Supreme Court quashes National Tax Tribunal Act

news
25 September 2014

The Supreme Court today held the National Tax Tribunal Act, under which a tribunal was set up to decide tax-related cases, usurping the jurisdiction of high courts in such matters, as unconstitutional.

Supreme CourtA five-judge constitutional bench headed by Chief Justice R M Lodha quashed the National Tax Tribunal Act, saying it was bad in law and failed the test of constitutional validity.

The bench said the Act, passed by Parliament in 2005, is "unconstitutional" as the National Tax Tribunal (NTT) encroaches upon the powers of higher judiciary, which can only decide issues involving substantial laws and not a tribunal.

The SC bench held that the government cannot vest a tribunal with judicial powers without according to it the characteristics of a court and ensuring its autonomy.
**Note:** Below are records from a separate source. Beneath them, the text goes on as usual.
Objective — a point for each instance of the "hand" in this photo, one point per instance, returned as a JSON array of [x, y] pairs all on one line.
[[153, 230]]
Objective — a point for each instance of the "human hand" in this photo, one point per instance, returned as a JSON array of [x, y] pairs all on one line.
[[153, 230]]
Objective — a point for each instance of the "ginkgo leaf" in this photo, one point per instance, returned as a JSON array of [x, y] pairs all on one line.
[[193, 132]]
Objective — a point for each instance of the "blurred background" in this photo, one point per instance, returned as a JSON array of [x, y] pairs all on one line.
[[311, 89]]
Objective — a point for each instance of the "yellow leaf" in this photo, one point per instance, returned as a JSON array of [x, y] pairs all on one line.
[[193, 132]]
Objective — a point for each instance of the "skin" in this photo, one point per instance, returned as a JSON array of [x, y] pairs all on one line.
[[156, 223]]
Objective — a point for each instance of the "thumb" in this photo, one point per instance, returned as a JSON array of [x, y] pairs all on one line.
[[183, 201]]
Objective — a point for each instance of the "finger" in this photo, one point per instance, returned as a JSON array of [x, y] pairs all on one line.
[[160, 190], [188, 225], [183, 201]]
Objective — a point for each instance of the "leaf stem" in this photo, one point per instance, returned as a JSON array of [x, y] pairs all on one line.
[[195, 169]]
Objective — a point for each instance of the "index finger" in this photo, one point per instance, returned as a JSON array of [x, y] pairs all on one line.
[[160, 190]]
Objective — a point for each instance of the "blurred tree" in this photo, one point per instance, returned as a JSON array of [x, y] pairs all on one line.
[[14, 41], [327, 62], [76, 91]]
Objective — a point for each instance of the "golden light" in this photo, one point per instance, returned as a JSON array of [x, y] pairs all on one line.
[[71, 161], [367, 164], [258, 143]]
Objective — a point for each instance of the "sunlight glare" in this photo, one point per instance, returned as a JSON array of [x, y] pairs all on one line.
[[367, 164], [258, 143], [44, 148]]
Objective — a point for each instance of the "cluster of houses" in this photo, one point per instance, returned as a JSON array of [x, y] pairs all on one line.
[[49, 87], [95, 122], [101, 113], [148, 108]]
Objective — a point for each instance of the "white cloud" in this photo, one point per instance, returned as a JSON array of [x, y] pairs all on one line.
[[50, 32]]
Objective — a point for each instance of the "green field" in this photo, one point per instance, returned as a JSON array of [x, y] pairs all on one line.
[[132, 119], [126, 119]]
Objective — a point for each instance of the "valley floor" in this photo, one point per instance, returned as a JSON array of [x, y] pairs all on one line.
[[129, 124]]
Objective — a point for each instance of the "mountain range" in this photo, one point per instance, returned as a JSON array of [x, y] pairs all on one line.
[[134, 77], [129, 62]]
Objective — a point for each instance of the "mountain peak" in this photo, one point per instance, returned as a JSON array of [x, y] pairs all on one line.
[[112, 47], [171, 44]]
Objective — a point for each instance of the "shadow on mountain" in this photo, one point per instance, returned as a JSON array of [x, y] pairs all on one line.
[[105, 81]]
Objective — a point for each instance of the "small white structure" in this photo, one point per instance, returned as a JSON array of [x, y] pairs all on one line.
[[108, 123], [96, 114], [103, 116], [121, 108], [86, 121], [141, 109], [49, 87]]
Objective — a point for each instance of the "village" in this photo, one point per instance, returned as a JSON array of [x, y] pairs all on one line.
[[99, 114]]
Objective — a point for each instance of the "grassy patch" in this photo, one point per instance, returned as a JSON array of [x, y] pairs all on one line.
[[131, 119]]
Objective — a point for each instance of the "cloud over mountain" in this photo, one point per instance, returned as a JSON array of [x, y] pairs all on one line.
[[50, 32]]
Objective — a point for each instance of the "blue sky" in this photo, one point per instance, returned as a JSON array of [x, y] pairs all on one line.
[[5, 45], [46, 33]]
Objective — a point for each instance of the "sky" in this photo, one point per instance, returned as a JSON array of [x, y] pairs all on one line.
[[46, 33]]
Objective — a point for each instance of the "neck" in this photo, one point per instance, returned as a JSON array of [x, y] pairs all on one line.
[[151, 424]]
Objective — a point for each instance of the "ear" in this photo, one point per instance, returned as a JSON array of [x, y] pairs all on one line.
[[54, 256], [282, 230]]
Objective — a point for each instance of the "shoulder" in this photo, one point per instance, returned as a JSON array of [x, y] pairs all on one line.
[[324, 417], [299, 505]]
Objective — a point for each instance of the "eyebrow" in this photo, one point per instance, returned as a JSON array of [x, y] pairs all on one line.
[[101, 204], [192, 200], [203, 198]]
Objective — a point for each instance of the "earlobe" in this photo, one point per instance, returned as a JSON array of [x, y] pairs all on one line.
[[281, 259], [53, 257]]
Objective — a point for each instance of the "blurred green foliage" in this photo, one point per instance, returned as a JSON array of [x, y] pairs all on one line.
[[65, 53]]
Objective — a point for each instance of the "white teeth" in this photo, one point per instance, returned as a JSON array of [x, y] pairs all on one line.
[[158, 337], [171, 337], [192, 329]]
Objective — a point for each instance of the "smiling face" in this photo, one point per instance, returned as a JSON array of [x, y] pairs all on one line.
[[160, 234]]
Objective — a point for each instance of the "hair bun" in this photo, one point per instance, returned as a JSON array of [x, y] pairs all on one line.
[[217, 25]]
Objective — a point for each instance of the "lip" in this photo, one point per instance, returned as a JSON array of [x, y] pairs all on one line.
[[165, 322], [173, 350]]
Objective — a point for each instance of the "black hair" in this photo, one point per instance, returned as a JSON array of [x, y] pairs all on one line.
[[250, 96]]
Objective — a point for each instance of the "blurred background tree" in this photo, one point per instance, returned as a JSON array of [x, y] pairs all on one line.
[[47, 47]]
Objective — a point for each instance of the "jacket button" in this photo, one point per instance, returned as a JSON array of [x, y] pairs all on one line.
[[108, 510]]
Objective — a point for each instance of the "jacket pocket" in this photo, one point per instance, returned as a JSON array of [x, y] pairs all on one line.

Also, the bench noted, the NTT sought to undermine the jurisdiction of the high courts in deciding tax related matters, as the government had specifically stated that the NTT was intended to reduce the pendency of cases in the high courts.

The order came on a batch of petitions by Madras Bar Associations and others challenging the validity of the Act, which could have substituted the high courts with tribunals that have no judicial powers or operational independence, which is against the basic structure of the Constitution.

The first petition was filed in 2006 by the Madras Bar Association and later many other lawyers bodies joined in challenging the Act.

For the NDA government, which had justified the creation of NTT, saying that it would help unclog the backlog of cases in the high courts, the SC order could prove a major jolt, especially at a time when the government is looking for speeding up the decision-making process.

The apex court pointed out that where the party before the NTT was always the ministry of finance, a quasi-judicial tribunal would not inspire confidence and it would shake the very foundation of the principles of independence of judiciary, rule of law and separation of powers.

This could spawn a host of quasi-judicial tribunals which would function as departments of various ministries, posing a grave danger that the judiciary would be substituted by tribunals.

The judgement will have a direct bearing on a petition that has challenged the validity of the National Company Law Appellate Tribunal.